第2話 ルポライター狸

 ウキウキとした気持ちで家を出ると、面倒くさい奴に出会ってしまった。ルポライターのアルベルト狸山まみやまだ。こいつはうちの一族についてあること無い事書いては雑誌に売っているライターだ。「タヌキ実話」とか、「どうぶつ芸能」なんていう、なんというか、わりと下世話な雑誌によく記事を書いている。先日も「丹沢の水利権を牛耳る謎のツキノワグマ一族の闇!」とかいうタイトルで、おれ達の一族の事をある事ない事書いていやがった。しかし、不思議とオヤジは嫌っていなくて「このくらいなら、逆に宣伝になる」と鷹揚に構えている。


 「クロイの坊ちゃん、お出かけですかいな。」

 「ああ、ちょっとそこまで、散歩にでも行こうかと思ってね。
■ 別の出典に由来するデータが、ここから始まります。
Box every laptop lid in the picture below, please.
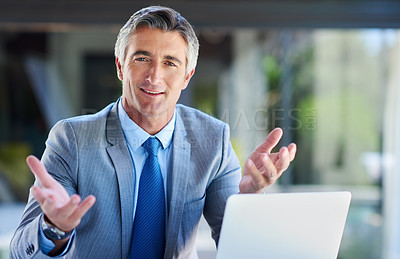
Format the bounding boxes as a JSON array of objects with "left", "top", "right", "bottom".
[{"left": 217, "top": 192, "right": 351, "bottom": 259}]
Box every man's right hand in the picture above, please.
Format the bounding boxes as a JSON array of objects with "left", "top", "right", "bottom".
[{"left": 26, "top": 156, "right": 96, "bottom": 236}]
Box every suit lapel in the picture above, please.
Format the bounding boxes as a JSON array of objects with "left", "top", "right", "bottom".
[
  {"left": 106, "top": 103, "right": 133, "bottom": 258},
  {"left": 164, "top": 109, "right": 191, "bottom": 258}
]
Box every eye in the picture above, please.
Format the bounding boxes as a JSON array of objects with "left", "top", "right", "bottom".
[
  {"left": 165, "top": 61, "right": 176, "bottom": 67},
  {"left": 135, "top": 57, "right": 147, "bottom": 62}
]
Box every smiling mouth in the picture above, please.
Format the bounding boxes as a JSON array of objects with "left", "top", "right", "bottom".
[{"left": 141, "top": 88, "right": 164, "bottom": 95}]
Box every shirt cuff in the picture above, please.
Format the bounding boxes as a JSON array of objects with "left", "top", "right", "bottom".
[{"left": 39, "top": 215, "right": 76, "bottom": 257}]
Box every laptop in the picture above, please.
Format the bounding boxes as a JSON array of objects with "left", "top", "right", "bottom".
[{"left": 217, "top": 192, "right": 351, "bottom": 259}]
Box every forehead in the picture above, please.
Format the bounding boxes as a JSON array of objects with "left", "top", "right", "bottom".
[{"left": 127, "top": 27, "right": 187, "bottom": 56}]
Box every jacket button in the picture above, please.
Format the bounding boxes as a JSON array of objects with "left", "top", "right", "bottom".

」

 「散歩にしてはえらい大荷物ですなあ、なんや旅行でもいかはるん?」

 「ええ、実はクロイさんのお父さんの温泉に招待されたんですよ!」


 クマイは良い奴だが、こいつはバカがつくくらい正直だ。このまま行くと、なんだか面倒くさい事になりそうだと思っていると、事態は想像よりもどんどん悪い方向へ進んでいった。


 「なんや面白そうでええなぁ…、うらやましいわ。」

 「クロイさん、よかったら狸山さんも誘ったらどうですか?」

 「え? ああ、でもオヤジがなんというかな。」


 最悪だ。せっかくの静養が下世話なルポライターのタヌキと一緒ではたまらない。根ほり葉ほり聞かれて、話題になりそうなところだけ切り取られて記事にされたらと思うと冷や汗が出る。なんとか断る口実を探そうとしているうちに、狸野郎は携帯を取り出すと何やら電話していた。
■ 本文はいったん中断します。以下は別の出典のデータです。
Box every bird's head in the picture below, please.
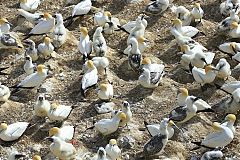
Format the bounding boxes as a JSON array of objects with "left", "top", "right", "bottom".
[
  {"left": 230, "top": 42, "right": 236, "bottom": 49},
  {"left": 80, "top": 27, "right": 88, "bottom": 37},
  {"left": 37, "top": 64, "right": 46, "bottom": 73},
  {"left": 205, "top": 65, "right": 218, "bottom": 73},
  {"left": 87, "top": 60, "right": 94, "bottom": 69},
  {"left": 43, "top": 12, "right": 52, "bottom": 20},
  {"left": 0, "top": 122, "right": 8, "bottom": 132},
  {"left": 172, "top": 18, "right": 182, "bottom": 25},
  {"left": 100, "top": 83, "right": 107, "bottom": 91},
  {"left": 32, "top": 155, "right": 42, "bottom": 160},
  {"left": 51, "top": 102, "right": 59, "bottom": 110},
  {"left": 179, "top": 88, "right": 188, "bottom": 96},
  {"left": 212, "top": 122, "right": 222, "bottom": 131},
  {"left": 181, "top": 44, "right": 189, "bottom": 52},
  {"left": 142, "top": 57, "right": 152, "bottom": 64},
  {"left": 20, "top": 0, "right": 27, "bottom": 4},
  {"left": 0, "top": 18, "right": 9, "bottom": 25},
  {"left": 137, "top": 36, "right": 149, "bottom": 44},
  {"left": 44, "top": 37, "right": 51, "bottom": 45},
  {"left": 225, "top": 114, "right": 236, "bottom": 122},
  {"left": 48, "top": 127, "right": 60, "bottom": 137},
  {"left": 117, "top": 112, "right": 127, "bottom": 120},
  {"left": 194, "top": 3, "right": 201, "bottom": 8},
  {"left": 104, "top": 11, "right": 112, "bottom": 17},
  {"left": 231, "top": 22, "right": 238, "bottom": 29},
  {"left": 109, "top": 139, "right": 117, "bottom": 146}
]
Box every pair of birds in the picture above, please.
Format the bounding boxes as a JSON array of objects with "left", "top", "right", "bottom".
[
  {"left": 171, "top": 3, "right": 204, "bottom": 26},
  {"left": 34, "top": 94, "right": 76, "bottom": 122},
  {"left": 24, "top": 37, "right": 55, "bottom": 62}
]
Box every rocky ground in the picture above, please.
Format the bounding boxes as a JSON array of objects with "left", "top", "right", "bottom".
[{"left": 0, "top": 0, "right": 240, "bottom": 160}]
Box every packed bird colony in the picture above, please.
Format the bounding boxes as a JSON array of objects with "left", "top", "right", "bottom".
[{"left": 0, "top": 0, "right": 240, "bottom": 160}]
 「ええ、はいはい、そうなんですわー。せっかくですから、ワテも同行させてもらえたら最高ですわぁ。そうですか、えらいおおきに。」


 おれが逡巡しているうちに、この狸はオヤジに電話して勝手に話をまとめてしまった。おれの携帯にオヤジからのものと思われるLINE通知が来るが、読む気にもなれない。


 「坊ちゃん!お父さんがぜひ一緒に、て言うてくれましたわ!」

 

 殴ってやろうかと思ったが、今となっては万事休すだ。しかもクマイは無邪気に喜んでいる。
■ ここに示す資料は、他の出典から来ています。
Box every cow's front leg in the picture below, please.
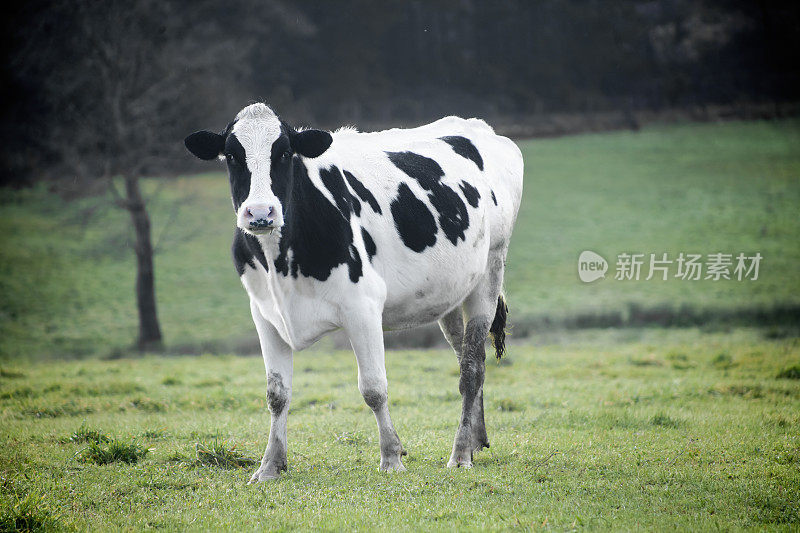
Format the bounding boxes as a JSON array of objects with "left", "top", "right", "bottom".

 「みんなで行った方が、楽しいかもしれませんねぇ!」

 「そ…そうだな。人数が多い方が楽しいもんな…。」


 ここであからさまに不機嫌になるのも大人げない。なんだかなぁ、という気持ちを抱えつつ、俺は気持ちを切り替えて温泉に向かうことにした。そのとき、クマイがまた何やら思い付きを口にした。